Sell all open, old or injured cows. It is not economical to maintain these females - particularly when resources such as pasture, feed and hay are costly and in short supply. The immediate advantage to removing animals from the herd is that grazing pressure on pastures will be decreased and less money will be spent on supplemental feed. Additionally, cull cow prices have remained relatively strong. Selling cull cows now can provide immediate assistance for producers who are in a difficult cash flow situation.

Drought may also provide the opportunity to make improvements to your cow herd. Consider tightening up your calving season by selling late calving cows. Calves born later in the calving season are typically lighter weight at weaning and less uniform than the calves born earlier in the calving season. Cull cow marketing reports are available through the Agricultural Marketing Service.

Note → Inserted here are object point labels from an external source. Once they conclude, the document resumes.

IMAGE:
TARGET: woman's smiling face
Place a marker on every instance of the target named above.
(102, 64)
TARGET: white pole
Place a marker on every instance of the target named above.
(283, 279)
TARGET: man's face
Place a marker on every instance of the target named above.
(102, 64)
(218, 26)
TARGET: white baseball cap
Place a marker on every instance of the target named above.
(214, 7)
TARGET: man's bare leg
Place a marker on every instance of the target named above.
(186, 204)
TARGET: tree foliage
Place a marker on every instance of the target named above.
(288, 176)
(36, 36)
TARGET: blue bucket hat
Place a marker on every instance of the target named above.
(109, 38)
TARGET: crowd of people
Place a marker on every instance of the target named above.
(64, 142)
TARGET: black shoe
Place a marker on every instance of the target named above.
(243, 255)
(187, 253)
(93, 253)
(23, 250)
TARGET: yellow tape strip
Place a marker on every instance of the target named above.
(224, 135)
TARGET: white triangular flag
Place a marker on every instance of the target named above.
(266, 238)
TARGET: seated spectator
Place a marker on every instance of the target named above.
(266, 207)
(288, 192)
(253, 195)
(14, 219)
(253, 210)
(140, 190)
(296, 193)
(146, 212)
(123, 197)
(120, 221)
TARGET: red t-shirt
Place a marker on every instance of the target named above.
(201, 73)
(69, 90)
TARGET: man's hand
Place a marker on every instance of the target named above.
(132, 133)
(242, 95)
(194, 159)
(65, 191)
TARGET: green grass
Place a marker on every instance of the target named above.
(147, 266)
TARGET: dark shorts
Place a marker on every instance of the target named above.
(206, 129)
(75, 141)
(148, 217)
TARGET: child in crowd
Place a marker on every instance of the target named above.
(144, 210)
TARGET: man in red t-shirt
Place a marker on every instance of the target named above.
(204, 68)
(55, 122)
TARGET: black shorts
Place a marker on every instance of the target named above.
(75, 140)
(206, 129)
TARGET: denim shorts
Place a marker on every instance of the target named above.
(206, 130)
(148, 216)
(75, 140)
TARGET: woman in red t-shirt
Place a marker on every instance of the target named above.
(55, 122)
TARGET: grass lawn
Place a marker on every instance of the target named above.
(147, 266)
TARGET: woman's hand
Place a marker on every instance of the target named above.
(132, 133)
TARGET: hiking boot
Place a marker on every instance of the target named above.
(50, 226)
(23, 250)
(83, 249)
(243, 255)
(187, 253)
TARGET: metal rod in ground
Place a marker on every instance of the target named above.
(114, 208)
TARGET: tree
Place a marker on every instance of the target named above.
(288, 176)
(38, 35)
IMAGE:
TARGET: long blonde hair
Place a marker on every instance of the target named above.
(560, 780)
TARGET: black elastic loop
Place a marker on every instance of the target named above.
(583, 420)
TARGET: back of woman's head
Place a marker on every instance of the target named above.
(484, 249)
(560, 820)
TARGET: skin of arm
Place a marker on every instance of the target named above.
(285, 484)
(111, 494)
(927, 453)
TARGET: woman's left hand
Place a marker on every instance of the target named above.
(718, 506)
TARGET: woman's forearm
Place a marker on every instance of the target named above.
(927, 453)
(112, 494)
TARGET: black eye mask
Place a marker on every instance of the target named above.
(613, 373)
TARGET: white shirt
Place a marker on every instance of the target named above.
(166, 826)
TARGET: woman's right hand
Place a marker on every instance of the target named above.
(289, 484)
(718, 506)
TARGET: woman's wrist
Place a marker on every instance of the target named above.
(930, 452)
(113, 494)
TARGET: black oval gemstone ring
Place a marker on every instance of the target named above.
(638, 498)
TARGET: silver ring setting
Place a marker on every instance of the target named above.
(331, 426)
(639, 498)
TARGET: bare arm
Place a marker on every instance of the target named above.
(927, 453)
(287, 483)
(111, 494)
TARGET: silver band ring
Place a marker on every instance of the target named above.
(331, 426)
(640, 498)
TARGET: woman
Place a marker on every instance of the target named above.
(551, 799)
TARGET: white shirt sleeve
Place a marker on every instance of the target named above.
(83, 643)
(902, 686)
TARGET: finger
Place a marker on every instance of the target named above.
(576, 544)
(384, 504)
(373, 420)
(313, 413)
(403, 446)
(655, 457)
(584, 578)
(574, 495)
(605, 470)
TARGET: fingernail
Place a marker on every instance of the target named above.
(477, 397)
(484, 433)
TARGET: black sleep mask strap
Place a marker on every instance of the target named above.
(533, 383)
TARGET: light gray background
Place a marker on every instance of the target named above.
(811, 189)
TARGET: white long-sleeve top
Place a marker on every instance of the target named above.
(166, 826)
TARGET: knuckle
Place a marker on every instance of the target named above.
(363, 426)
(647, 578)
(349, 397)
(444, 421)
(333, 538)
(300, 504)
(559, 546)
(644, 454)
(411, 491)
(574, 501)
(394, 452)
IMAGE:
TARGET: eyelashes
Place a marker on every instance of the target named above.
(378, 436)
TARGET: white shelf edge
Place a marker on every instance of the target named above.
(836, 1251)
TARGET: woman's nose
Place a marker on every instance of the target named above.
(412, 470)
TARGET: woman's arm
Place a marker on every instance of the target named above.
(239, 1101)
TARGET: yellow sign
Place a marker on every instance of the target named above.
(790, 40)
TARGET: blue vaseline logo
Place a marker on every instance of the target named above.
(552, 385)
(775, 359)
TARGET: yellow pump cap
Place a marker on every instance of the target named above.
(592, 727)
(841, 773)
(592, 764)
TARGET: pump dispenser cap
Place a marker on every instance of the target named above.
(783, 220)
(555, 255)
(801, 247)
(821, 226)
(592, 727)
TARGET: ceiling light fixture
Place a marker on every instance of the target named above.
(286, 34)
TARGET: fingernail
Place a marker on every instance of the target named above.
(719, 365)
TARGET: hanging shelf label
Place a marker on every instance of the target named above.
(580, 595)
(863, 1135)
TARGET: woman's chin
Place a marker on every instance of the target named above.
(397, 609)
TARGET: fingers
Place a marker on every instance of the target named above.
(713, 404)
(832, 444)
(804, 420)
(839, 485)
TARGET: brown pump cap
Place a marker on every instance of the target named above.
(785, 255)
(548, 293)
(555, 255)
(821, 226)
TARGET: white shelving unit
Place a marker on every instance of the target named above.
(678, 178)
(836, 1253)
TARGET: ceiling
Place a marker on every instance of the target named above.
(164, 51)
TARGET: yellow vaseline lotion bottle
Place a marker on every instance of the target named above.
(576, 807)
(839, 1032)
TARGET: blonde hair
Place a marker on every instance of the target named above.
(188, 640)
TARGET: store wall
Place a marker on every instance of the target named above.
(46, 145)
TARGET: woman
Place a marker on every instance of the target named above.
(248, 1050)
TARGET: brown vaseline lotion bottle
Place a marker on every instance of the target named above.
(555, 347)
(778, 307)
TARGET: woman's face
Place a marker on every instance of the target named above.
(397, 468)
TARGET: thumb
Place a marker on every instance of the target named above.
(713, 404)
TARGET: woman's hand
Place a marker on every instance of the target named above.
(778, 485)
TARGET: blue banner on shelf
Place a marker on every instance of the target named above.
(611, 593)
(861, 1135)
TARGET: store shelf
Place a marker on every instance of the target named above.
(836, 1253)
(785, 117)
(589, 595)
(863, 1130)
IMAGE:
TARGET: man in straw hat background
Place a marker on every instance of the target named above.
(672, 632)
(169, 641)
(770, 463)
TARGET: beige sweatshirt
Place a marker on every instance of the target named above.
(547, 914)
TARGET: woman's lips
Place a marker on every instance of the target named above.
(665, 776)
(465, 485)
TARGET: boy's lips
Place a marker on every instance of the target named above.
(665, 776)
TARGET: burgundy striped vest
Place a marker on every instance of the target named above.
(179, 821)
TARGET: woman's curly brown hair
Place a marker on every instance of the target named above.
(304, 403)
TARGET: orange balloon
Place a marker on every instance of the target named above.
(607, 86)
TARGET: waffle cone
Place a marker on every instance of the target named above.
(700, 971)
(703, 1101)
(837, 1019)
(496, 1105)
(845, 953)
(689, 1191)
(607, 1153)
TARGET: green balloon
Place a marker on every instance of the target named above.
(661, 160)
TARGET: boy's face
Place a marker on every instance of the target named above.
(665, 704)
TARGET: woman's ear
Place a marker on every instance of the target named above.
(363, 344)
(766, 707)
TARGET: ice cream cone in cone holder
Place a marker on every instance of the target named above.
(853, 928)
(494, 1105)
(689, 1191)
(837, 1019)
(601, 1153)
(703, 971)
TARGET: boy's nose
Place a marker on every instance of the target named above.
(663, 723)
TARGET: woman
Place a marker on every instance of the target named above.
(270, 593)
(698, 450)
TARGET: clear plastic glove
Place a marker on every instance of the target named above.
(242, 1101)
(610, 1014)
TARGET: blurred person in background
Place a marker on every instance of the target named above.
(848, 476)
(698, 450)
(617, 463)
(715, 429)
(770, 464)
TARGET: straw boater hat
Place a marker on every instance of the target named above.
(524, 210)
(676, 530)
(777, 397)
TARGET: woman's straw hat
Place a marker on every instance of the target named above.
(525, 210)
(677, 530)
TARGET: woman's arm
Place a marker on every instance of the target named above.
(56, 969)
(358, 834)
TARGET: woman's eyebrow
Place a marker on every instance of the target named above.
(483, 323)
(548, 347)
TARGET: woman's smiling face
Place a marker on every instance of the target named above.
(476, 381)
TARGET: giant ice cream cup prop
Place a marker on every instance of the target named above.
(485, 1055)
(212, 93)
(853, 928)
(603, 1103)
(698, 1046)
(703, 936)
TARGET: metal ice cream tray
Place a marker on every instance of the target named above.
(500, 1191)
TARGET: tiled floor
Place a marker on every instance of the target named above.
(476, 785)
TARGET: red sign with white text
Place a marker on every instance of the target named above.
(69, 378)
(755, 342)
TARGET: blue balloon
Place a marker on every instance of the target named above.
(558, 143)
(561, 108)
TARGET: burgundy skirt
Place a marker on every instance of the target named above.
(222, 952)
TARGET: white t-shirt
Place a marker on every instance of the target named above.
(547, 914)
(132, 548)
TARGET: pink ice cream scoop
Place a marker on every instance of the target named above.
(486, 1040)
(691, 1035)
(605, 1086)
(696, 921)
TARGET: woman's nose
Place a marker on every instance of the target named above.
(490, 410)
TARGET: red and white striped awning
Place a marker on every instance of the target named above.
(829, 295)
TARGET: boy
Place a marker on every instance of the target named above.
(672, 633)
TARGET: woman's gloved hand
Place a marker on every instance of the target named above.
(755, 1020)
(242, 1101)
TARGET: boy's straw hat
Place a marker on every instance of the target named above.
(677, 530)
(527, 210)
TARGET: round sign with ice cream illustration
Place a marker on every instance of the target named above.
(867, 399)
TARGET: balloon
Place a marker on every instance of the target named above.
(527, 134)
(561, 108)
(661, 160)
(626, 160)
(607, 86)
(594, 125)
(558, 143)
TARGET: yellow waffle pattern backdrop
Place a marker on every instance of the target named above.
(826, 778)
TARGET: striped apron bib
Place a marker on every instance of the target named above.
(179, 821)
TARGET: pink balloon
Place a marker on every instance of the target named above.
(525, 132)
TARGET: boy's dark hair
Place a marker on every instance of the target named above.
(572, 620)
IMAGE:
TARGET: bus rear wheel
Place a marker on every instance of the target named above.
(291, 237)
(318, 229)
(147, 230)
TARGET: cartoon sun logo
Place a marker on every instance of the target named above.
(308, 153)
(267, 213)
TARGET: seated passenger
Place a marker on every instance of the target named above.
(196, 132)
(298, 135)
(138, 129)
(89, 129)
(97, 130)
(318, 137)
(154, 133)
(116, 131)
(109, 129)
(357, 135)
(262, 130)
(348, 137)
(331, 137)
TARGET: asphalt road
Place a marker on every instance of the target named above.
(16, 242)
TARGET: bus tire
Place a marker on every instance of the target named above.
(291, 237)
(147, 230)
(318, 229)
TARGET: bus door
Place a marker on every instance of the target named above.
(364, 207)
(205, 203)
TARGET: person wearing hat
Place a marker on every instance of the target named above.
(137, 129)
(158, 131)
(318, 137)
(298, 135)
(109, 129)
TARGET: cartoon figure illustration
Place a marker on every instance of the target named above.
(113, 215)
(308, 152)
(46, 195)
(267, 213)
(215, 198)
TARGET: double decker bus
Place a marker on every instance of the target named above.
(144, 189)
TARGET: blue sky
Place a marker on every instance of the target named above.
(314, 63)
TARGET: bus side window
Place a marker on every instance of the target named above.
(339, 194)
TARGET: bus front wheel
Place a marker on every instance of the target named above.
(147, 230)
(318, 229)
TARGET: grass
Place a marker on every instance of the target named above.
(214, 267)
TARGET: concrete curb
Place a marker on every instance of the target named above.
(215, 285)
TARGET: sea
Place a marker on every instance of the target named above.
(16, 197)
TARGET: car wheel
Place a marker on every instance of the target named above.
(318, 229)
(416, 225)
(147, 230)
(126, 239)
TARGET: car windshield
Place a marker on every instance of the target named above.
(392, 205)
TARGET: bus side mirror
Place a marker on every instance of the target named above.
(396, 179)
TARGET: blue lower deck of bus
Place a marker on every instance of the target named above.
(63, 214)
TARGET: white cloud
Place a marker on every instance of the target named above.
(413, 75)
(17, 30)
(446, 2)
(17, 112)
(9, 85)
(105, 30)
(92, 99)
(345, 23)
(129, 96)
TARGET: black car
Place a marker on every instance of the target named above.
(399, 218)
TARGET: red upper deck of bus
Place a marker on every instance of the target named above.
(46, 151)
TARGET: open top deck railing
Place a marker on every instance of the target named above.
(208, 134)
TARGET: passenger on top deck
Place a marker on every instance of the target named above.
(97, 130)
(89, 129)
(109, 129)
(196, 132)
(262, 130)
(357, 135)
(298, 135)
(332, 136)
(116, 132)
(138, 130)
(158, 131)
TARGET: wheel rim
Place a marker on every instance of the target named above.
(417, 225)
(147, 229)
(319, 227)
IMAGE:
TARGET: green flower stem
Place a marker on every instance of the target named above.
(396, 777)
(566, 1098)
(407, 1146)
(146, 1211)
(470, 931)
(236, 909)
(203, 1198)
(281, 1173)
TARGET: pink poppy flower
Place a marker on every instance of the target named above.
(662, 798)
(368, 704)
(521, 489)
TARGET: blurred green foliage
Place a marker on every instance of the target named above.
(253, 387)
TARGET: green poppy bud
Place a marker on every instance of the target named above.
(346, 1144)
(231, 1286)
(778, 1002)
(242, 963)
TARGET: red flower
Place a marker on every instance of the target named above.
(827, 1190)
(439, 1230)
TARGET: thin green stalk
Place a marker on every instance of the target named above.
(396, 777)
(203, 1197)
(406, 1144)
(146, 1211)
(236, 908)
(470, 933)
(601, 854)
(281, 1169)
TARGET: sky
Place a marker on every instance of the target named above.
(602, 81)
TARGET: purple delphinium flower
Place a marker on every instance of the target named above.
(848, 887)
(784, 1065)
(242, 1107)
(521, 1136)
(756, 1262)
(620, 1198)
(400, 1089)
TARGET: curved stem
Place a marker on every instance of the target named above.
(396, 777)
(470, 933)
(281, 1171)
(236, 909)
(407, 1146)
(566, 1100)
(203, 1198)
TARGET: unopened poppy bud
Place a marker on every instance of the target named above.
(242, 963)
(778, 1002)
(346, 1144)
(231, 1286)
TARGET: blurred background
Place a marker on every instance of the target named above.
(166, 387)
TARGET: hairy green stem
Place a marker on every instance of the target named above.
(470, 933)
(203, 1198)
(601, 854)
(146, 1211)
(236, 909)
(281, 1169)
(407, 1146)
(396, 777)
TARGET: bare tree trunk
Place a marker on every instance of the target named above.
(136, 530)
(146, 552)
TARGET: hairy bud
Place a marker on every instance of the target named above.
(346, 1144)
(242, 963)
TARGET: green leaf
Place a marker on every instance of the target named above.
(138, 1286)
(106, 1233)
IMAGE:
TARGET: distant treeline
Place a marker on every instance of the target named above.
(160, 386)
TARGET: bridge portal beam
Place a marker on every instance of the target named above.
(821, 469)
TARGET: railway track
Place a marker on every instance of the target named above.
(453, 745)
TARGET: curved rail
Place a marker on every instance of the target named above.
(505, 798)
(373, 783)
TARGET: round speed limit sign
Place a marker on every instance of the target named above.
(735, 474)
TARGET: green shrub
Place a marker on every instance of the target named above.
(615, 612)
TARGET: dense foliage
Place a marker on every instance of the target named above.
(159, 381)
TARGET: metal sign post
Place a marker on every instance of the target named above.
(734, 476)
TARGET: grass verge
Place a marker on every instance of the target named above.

Evaluate cow herd liquidation costs

Many producers may be tempted to liquidate the cow herd during persistent drought conditions. However, before selling the herd, compare the cost of maintaining a cow through the drought and winter months to the cost of purchasing replacement females next spring. To do so, calculate the cost of feed and hay on a per-cow basis from now until spring. Add this feed cost to the current value of cows sold. If the sum of feed cost and cow value is greater than the cost of buying cattle next spring, then liquidate the cow herd now and take advantage of tax benefits associated with drought-related sales. If you decide to maintain ownership of the cow herd, be prepared to maintain cow numbers for approximately six to eight months. It is not advantageous to begin feeding cattle through the drought only to sell them in the fall at seasonally low prices.

Plan ahead

Have a livestock management plan ready for the next step. Consider what you will do if you run out of pond water or if a well goes dry. Is it an option to fertilize bermudagrass this fall or plant ryegrass? Think about potential situations and solutions, and prepare now. Those that plan ahead and are prepared to act quickly will have the best results.